B. UN DÉMARRAGE EFFECTIF MAIS TIMIDE

1. La création de millions d'ENS, toutefois encore peu utilisés

Nombre d'ENS créés en un an

 

Le lancement du dispositif, en janvier 2022, a conduit à la création d'un très grand nombre d'ENS et, partant, de DMP. 69 millions d'assurés ont été informés, par courriel ou courrier, de la création prochaine de leur ENS. Seulement 2 % d'entre eux s'y étant opposés, plus de 65 millions d'espaces ont été créés.

Toutefois, ces masses doivent être relativisées en précisant que l'utilisation de l'outil, elle, demeure encore décevante.

D'abord, une partie seulement des services attendus ont, pour le moment, été déployés : le catalogue de services référencés n'a été lancé qu'en novembre 2022 et ne permet pas encore d'échange de données entre l'ENS et les applications autorisées, et l'agenda médical n'a pas encore été ouvert. Leur lancement est prévu pour l'année 2023.

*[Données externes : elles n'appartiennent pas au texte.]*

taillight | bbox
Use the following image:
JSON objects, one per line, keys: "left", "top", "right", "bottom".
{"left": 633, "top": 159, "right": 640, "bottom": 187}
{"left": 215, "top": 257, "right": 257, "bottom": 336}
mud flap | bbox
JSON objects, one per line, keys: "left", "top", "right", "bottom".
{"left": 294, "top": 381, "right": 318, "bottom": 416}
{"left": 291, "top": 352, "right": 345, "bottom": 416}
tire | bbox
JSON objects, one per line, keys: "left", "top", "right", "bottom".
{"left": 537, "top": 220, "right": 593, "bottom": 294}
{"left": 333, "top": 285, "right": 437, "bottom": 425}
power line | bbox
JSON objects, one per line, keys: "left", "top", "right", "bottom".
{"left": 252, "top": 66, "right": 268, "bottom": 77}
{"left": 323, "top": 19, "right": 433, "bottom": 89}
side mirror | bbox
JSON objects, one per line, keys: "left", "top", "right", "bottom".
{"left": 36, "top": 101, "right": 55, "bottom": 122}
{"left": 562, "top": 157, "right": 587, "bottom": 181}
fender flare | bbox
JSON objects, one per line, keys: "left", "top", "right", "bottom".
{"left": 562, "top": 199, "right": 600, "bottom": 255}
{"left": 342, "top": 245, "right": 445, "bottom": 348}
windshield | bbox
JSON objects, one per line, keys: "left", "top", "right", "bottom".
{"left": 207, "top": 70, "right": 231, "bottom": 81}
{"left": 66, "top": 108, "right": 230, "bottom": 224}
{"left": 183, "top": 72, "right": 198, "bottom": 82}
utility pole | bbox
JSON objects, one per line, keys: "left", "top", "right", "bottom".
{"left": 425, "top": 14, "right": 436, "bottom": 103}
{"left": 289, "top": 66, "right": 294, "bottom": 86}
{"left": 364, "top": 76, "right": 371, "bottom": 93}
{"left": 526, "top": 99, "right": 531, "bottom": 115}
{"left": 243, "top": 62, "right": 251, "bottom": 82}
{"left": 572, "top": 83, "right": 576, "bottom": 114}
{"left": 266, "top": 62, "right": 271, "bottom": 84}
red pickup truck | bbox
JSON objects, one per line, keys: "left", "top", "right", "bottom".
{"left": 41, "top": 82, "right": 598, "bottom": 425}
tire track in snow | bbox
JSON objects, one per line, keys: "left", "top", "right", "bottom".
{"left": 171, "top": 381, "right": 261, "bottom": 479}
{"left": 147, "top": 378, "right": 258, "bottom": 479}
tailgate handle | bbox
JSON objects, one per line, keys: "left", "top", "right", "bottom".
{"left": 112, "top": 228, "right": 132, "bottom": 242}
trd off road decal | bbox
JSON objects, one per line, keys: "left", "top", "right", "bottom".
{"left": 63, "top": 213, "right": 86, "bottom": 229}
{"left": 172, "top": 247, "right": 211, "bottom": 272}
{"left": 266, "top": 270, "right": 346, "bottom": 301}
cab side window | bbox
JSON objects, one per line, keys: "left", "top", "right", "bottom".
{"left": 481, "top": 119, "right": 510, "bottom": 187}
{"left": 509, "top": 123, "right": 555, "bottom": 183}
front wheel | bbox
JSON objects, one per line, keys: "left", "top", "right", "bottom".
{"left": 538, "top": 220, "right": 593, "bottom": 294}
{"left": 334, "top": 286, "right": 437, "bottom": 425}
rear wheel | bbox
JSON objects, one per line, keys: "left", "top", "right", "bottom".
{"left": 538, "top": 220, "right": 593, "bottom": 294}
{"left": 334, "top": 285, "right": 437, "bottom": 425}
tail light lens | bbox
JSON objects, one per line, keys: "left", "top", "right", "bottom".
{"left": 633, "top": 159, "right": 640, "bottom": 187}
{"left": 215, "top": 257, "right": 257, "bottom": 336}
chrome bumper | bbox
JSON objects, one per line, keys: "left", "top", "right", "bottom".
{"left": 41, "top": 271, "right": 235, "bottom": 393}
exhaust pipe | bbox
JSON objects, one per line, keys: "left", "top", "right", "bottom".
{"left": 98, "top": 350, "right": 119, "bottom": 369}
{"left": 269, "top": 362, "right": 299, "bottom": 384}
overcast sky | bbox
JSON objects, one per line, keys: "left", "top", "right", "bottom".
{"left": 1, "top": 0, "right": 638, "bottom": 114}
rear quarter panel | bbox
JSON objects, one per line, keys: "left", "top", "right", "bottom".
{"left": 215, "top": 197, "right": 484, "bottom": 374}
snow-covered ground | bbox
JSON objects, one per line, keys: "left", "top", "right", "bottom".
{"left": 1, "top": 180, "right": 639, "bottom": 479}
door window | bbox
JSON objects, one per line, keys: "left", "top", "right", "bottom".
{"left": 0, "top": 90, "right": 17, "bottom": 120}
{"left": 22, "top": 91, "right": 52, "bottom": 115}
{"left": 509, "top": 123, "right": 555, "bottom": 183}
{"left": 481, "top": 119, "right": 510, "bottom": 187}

Surtout, la prise en main de la plateforme par les patients et professionnels reste insuffisante. Un an après le lancement de l'outil, au début de l'année 2023, 11 % seulement des ENS créés avaient été activés par leurs titulaires. Si le rythme de versement de documents par les professionnels de santé augmente de manière constante et atteint désormais environ 150 millions de documents par an, soit 2,2 documents par habitant, ce nombre demeure très inférieur à la cible de 250 millions visée pour la fin d'année 2023.

Nombre de documents versés dans le DMP, par habitant, en rythme annuel

Source : Commission des affaires sociales du Sénat, d'après les données publiées par l'ANS

Enfin, le versement apparaît encore très inégal selon les secteurs : la biologie et l'hôpital représentent à eux seuls plus des trois quarts des documents versés, quand l'utilisation de l'outil en ville demeure décevante. Alors que la prise en main de l'outil par les professionnels demeure fortement dépendante des évolutions logicielles permettant d'automatiser le versement et de simplifier l'accès, le rythme et la date de déploiement des investissements du Ségur du numérique expliquent partiellement ces écarts.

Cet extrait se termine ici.